Berman & Simmons filed an HSA Notice of Claim on behalf of Mr. Baker in September of 2007. Respondents moved for partial summary judgment to limit Mr. Baker’s claims to acts that occurred within three years of the filing of the Notice of Claim. The Law Court accepted the case on report and held that the term “act or omission” in the HSA refers to either a single act or omission or a series of related acts or omissions. The Court concisely set out its formulation of the continuing negligent treatment doctrine.
[A] plaintiff may bring a single action alleging continuing negligent treatment that arises from two or more related acts or omissions by a single health care provider or practitioner where each act or omission deviated from the applicable standard of care and, to at least some demonstrable degree, proximately caused the harm complained of, as long as at least one of the alleged negligent acts or omissions occurred within three years of the notice of claim.
In every potential case implicating the continuing negligent treatment doctrine, the attorney must consider several basic questions before committing the substantial investment of time and money required in a medical malpractice case.
- Was there an ongoing relationship between the patient and medical provider?
- Were the acts or omissions related as part of a continuing course?
- When did the continuing course of negligent treatment begin and end?
- Did the acts or omissions occurring within 3 years proximately cause the injury to at least some demonstrable degree?
Beyond these basic questions, particular claims may present more complex issues. Some of these issues have been addressed in the Superior Court, others have not. In one decision, the ruling Superior Court Justice held that a physician-patient relationship existed when a specialist who had previously treated the patient for the same symptoms consulted with the patient’s primary care physician by telephone. Another justice found that the course of treatment was continuing even though the treating doctor incorrectly attributed the patient’s symptoms to a different diagnosis in the middle of an eight year course of treatment.
Maine Courts have not yet considered other issues raised by the adoption of the continuing negligent treatment doctrine. For example, can the acts and omissions of multiple practitioners in a single practice constitute a continuing course of negligent treatment? If a doctor fails to act in response to test results suggestive of a serious illness but continues to see the patient for other conditions, does the failure to act at subsequent visits qualify as omissions that continue the course of negligent treatment?

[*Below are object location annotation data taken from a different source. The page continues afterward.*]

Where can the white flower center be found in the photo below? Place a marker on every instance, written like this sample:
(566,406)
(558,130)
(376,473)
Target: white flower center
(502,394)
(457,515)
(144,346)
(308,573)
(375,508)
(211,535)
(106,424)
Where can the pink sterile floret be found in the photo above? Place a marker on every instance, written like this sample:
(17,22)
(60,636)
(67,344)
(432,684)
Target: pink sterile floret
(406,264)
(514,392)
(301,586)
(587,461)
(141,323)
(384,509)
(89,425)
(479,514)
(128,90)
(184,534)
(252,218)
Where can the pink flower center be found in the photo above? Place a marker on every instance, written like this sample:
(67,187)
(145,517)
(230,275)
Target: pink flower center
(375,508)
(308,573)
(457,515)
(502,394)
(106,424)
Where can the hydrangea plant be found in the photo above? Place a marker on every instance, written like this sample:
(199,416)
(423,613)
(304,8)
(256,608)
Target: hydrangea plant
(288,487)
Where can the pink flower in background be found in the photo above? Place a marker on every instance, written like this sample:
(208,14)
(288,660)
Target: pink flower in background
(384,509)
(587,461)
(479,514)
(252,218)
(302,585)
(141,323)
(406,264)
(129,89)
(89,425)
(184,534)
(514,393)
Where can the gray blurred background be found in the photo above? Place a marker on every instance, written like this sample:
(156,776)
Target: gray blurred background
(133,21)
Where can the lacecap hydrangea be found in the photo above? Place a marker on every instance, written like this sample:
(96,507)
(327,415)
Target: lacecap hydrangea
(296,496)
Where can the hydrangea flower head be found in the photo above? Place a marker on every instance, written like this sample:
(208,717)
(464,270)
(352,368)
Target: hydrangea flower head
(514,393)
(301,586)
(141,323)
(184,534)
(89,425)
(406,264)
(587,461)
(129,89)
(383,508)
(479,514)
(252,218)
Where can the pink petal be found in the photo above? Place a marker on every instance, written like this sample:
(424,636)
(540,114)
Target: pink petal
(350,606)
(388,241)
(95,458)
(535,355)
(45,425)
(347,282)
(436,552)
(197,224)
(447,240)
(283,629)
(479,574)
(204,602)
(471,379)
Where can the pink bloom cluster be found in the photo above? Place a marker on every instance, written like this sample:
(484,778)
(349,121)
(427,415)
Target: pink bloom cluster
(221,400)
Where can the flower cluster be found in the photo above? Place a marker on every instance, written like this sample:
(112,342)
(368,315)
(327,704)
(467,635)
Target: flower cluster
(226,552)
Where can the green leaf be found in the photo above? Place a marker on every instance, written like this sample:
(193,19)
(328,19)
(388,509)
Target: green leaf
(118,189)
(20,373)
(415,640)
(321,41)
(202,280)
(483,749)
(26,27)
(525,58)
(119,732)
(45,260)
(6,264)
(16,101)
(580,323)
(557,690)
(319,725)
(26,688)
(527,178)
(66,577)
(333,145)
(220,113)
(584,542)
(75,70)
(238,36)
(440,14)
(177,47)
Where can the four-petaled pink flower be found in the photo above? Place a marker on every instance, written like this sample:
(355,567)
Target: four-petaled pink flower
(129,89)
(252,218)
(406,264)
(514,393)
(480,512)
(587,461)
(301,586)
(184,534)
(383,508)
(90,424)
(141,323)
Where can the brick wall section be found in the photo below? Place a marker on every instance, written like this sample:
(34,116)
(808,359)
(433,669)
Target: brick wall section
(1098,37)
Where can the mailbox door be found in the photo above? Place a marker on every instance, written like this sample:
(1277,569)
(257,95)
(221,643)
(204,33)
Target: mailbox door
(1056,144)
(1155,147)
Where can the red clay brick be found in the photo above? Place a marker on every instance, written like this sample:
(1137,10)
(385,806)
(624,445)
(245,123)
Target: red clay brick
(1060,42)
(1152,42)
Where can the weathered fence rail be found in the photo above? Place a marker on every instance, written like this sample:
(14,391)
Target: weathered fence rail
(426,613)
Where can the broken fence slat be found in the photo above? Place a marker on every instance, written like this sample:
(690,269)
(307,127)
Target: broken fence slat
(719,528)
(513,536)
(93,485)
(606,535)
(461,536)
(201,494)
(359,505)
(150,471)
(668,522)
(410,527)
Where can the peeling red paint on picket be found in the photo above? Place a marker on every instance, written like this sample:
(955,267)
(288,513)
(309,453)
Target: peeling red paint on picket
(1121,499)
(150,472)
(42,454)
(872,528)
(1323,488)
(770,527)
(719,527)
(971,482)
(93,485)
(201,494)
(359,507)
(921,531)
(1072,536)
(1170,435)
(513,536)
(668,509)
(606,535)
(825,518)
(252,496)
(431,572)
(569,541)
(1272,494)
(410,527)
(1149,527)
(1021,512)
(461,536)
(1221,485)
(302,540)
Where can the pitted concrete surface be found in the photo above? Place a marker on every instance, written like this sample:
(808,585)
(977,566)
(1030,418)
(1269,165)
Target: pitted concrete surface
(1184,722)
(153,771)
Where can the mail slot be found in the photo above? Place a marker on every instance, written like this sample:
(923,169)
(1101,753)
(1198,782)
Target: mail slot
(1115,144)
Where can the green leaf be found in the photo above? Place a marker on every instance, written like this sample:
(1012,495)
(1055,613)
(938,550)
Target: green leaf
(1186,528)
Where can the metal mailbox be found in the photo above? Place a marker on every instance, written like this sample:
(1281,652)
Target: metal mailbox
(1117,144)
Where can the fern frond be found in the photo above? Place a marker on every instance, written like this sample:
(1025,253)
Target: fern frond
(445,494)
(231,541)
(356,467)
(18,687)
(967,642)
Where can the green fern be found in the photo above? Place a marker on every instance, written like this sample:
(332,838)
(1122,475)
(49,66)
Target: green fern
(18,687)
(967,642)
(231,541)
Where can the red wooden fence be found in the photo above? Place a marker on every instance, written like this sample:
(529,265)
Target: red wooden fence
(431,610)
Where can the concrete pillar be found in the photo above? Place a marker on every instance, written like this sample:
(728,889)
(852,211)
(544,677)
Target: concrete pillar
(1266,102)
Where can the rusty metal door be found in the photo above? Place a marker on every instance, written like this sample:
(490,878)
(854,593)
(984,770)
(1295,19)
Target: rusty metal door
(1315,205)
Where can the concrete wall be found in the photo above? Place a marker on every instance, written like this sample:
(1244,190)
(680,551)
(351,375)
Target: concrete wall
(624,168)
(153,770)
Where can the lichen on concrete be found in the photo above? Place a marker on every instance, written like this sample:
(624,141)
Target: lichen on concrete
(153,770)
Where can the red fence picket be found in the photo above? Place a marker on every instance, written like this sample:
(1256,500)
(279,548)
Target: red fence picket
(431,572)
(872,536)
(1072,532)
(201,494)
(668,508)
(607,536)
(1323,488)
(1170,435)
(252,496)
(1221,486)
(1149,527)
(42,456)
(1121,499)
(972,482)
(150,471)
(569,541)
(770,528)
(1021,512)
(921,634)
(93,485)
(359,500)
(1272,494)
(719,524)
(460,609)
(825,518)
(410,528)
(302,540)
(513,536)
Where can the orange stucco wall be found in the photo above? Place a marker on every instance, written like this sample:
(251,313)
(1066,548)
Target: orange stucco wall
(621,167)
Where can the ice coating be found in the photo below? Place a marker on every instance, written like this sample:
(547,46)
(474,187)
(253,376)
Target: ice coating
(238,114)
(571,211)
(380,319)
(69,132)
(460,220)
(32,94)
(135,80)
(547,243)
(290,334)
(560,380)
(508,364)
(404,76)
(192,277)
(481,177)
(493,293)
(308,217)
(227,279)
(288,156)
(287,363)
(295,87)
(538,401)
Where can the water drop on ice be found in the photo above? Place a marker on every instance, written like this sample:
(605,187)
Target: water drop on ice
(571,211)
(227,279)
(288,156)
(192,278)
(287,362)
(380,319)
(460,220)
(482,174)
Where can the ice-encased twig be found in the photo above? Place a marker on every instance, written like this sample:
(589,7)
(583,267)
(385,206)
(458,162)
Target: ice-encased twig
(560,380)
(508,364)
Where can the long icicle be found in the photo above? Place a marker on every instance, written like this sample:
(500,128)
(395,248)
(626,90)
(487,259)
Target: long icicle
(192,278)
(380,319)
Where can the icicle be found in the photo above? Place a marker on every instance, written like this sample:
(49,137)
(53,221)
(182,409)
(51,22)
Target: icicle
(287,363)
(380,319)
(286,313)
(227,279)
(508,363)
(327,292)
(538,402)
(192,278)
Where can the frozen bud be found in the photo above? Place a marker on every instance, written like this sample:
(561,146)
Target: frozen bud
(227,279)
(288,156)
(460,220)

The adoption of the continuing negligent treatment doctrine in Maine adds complexity to the evaluation of potential medical malpractice cases. This change in law has given life to some cases in which recovery previously would have been impossible, but the bright line rule of three years is gone and it is replaced with multiple factors that attorneys must consider. Attorneys screening medical malpractice cases should not automatically rule out a case where the bulk of the negligence occurred more than three years prior. The screening attorney should instead carefully review the patient’s treatment history and consult with an attorney experienced in medical negligence.